Tandem mass spectra datasets of known protein mixtures searched with SEQUEST were filtered by
AMASS with relaxed Xcorr and DeltaCn settings. And the result was compared with that of using common
Xcorr and DeltaCn settings alone [17].
Experimental Section
Experimental dataset The experimental datasets were obtained as in Ref. 10. The datasets were
produced by analyzing a mixture of 18 proteins by liquid chromatography/tandem mass spectrometry. Two
mixtures, A and B, were obtained by mixing together 18 purified proteins of different physicochemical
properties (Sigma, St. Louis, MO, USA; Prozyme, San Leandro,CA, USA) in the indicated relative molar
amounts (Table 1).
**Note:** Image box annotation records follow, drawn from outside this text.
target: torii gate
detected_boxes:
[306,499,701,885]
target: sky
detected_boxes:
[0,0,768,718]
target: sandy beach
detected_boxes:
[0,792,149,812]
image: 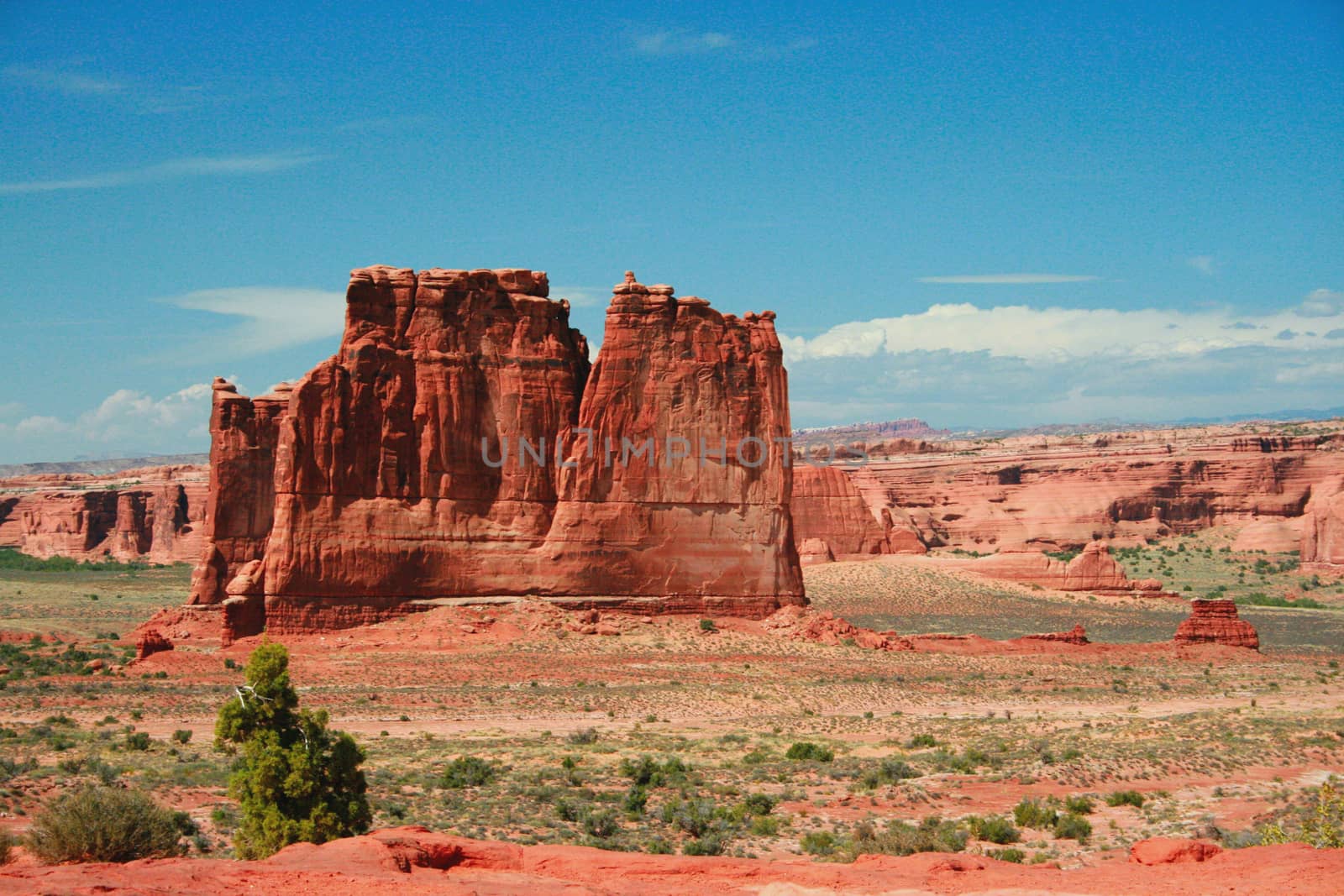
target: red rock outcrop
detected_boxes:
[202,267,802,641]
[790,459,927,563]
[855,426,1344,552]
[0,466,207,563]
[136,629,172,659]
[970,542,1161,592]
[1172,600,1259,650]
[188,379,289,605]
[1301,475,1344,575]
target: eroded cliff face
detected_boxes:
[1301,475,1344,575]
[789,467,927,563]
[0,466,207,563]
[188,379,289,605]
[543,274,802,616]
[202,266,802,638]
[856,427,1344,552]
[1172,600,1259,650]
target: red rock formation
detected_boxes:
[790,461,926,563]
[188,379,289,605]
[543,273,804,616]
[970,542,1161,592]
[0,466,206,563]
[211,267,802,641]
[1172,600,1259,650]
[1301,477,1344,574]
[136,629,172,659]
[855,427,1344,551]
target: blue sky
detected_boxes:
[0,0,1344,462]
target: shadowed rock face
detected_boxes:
[1172,600,1259,650]
[1301,477,1344,574]
[192,267,802,636]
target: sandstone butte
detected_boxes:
[1172,600,1259,650]
[191,266,805,638]
[0,466,208,563]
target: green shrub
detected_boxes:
[1055,813,1091,844]
[1064,797,1095,815]
[1106,790,1144,809]
[438,757,499,790]
[858,757,919,790]
[1012,799,1059,831]
[798,831,838,856]
[27,787,181,864]
[215,642,372,858]
[784,740,836,762]
[966,815,1021,845]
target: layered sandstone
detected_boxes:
[1301,475,1344,574]
[204,266,802,639]
[188,379,289,605]
[0,466,207,563]
[853,425,1344,552]
[790,461,926,563]
[1172,600,1259,650]
[970,542,1161,592]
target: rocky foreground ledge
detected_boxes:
[0,827,1344,896]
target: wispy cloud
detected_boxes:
[919,274,1100,285]
[0,383,211,462]
[161,286,345,356]
[0,152,331,195]
[1185,255,1218,277]
[0,65,210,116]
[781,291,1344,427]
[632,29,817,59]
[4,65,126,97]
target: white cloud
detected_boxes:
[4,65,126,97]
[1297,289,1344,317]
[0,383,213,464]
[630,29,817,59]
[161,286,345,356]
[781,291,1344,361]
[1185,255,1216,277]
[919,274,1100,285]
[781,293,1344,428]
[0,152,329,195]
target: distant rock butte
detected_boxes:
[191,266,805,638]
[0,466,208,563]
[1301,475,1344,575]
[969,542,1163,594]
[1172,600,1259,650]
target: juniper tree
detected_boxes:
[215,642,371,858]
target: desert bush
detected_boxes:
[438,757,499,790]
[27,787,181,864]
[215,642,372,858]
[784,740,836,762]
[858,757,919,790]
[1064,797,1095,815]
[1055,813,1091,844]
[1106,790,1144,809]
[966,815,1021,845]
[1012,798,1059,831]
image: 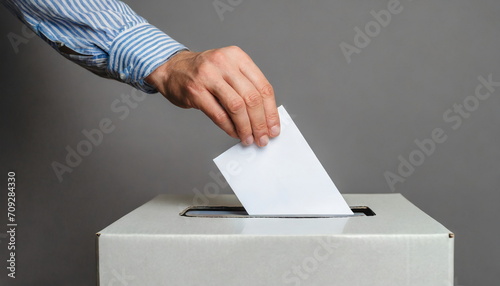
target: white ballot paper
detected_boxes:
[214,106,353,216]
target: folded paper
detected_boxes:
[214,106,353,216]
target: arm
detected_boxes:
[1,0,280,146]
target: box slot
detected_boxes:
[179,206,375,218]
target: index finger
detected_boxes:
[240,60,281,137]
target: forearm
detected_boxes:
[2,0,186,93]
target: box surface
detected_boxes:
[97,194,454,286]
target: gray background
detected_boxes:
[0,0,500,285]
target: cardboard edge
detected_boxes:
[95,232,101,286]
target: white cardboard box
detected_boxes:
[97,194,454,286]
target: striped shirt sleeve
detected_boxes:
[1,0,187,93]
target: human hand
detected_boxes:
[146,46,280,147]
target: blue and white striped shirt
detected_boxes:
[1,0,186,93]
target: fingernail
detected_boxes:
[259,135,269,146]
[243,136,253,145]
[271,125,280,137]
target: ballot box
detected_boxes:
[96,194,454,286]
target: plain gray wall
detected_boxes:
[0,0,500,285]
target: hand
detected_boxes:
[146,46,280,147]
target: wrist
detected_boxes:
[144,50,193,95]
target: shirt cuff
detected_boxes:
[107,23,187,93]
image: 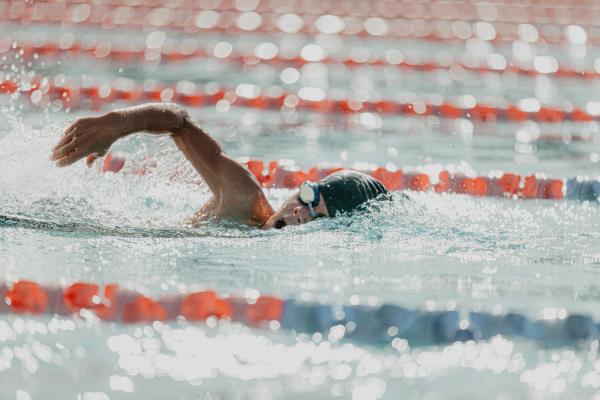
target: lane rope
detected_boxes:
[7,0,600,40]
[101,153,600,202]
[12,0,600,26]
[0,3,600,45]
[0,38,600,80]
[0,78,600,124]
[0,280,600,346]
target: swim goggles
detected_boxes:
[298,181,320,219]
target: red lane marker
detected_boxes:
[5,81,598,124]
[0,42,600,82]
[6,281,48,314]
[0,4,600,44]
[12,0,600,29]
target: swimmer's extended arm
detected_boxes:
[52,103,273,225]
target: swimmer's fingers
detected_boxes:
[56,150,85,167]
[85,154,98,167]
[52,139,77,161]
[53,131,75,151]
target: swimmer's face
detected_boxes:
[263,191,329,229]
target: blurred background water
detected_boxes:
[0,1,600,400]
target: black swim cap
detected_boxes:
[318,170,391,217]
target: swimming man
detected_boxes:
[52,103,389,229]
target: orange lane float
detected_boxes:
[0,41,600,82]
[12,0,600,26]
[0,280,599,345]
[96,154,574,200]
[0,80,600,126]
[0,3,600,45]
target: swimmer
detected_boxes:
[51,103,390,229]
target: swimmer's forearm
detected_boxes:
[106,103,189,139]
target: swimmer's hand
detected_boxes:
[51,113,121,167]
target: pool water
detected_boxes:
[0,6,600,400]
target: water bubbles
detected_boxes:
[564,25,588,44]
[364,17,388,36]
[237,11,262,31]
[300,44,325,62]
[280,68,300,85]
[196,10,221,29]
[517,24,540,43]
[298,86,326,101]
[533,56,558,74]
[315,15,345,34]
[145,31,166,50]
[212,42,233,58]
[254,42,279,60]
[277,14,304,33]
[519,97,541,112]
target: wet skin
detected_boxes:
[51,103,329,229]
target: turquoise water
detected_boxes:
[0,18,600,400]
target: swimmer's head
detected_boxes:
[264,170,390,229]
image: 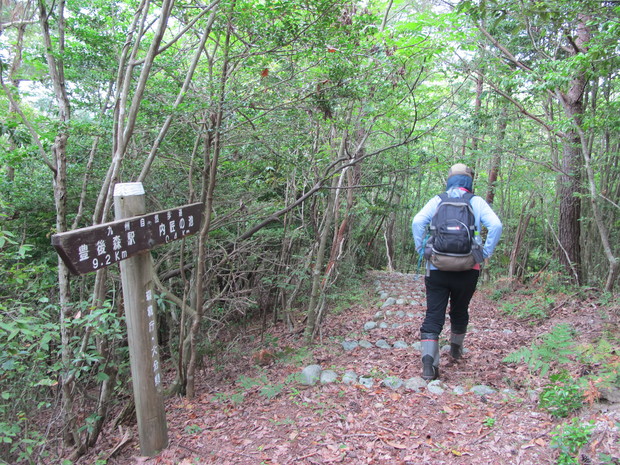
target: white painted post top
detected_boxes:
[114,182,144,197]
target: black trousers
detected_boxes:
[420,270,480,335]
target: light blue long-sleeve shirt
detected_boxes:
[411,187,503,269]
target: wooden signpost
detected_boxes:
[52,183,203,456]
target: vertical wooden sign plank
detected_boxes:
[114,183,168,456]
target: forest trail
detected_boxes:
[100,272,620,465]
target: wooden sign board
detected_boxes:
[52,202,204,274]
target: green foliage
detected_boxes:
[538,372,583,418]
[551,418,594,465]
[503,324,575,376]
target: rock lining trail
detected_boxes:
[300,273,504,396]
[103,272,620,465]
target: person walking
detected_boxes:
[412,163,502,381]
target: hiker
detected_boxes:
[412,163,502,381]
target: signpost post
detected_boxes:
[52,183,203,456]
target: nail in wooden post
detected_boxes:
[114,182,168,456]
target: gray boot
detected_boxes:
[420,333,439,381]
[450,333,465,360]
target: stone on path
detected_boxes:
[470,384,497,396]
[342,370,357,384]
[405,376,427,392]
[382,376,403,391]
[426,379,446,395]
[321,370,338,384]
[364,321,377,331]
[342,341,359,352]
[358,376,375,389]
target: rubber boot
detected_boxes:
[420,333,439,381]
[450,333,465,360]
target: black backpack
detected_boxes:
[424,192,483,271]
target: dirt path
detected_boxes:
[98,273,620,465]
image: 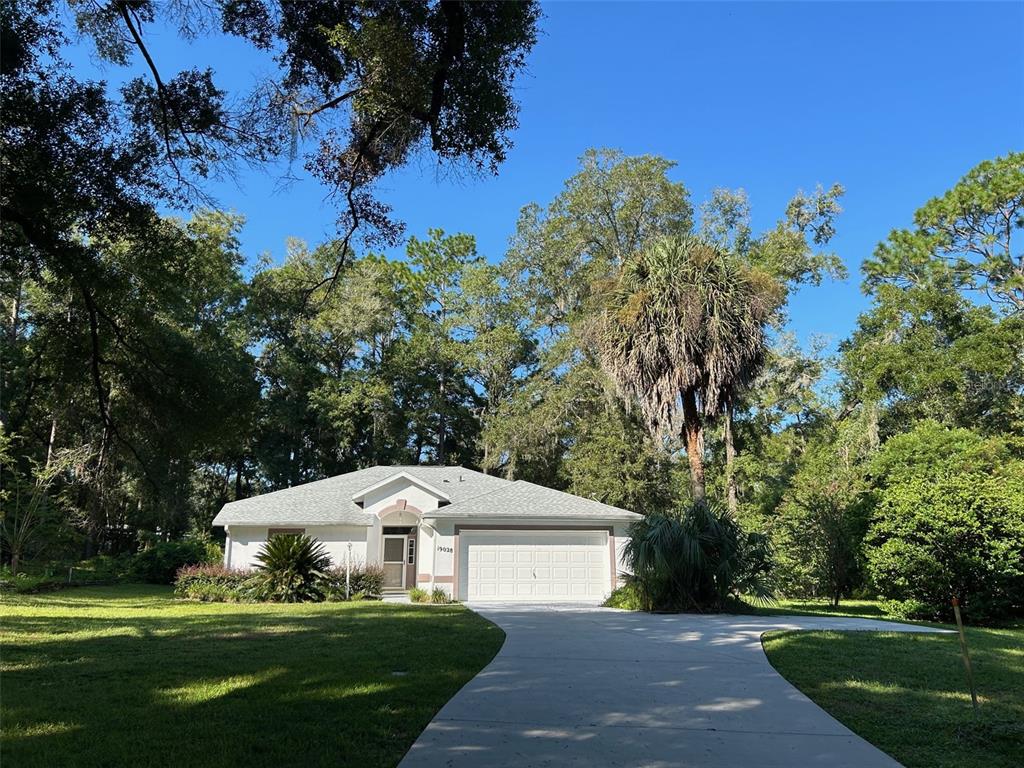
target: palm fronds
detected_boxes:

The complex peptide mixtures were analyzed by LC/MS using an electron ionization
ion trap mass spectrometer (ThermoFinnigan, San Jose, CA, USA) using a standard top-down
data-dependent ion selection approach, wherein the most abundant peak above background level is selected
and a concurrent 3 min of dynamic exclusion is employed to prevent re-selection of previously selected
ions. Peptides were eluted by an acetonitrile gradient (10–35% over 60 min) across a 10 cm 100 mm C18
column while the ion trap mass spectrometer continuously selected peptides for collision induced
dissociation via alternating MS and MS/MS modes. To increase duty cycle, the zoom scan function capable
of determining charge state was not employed.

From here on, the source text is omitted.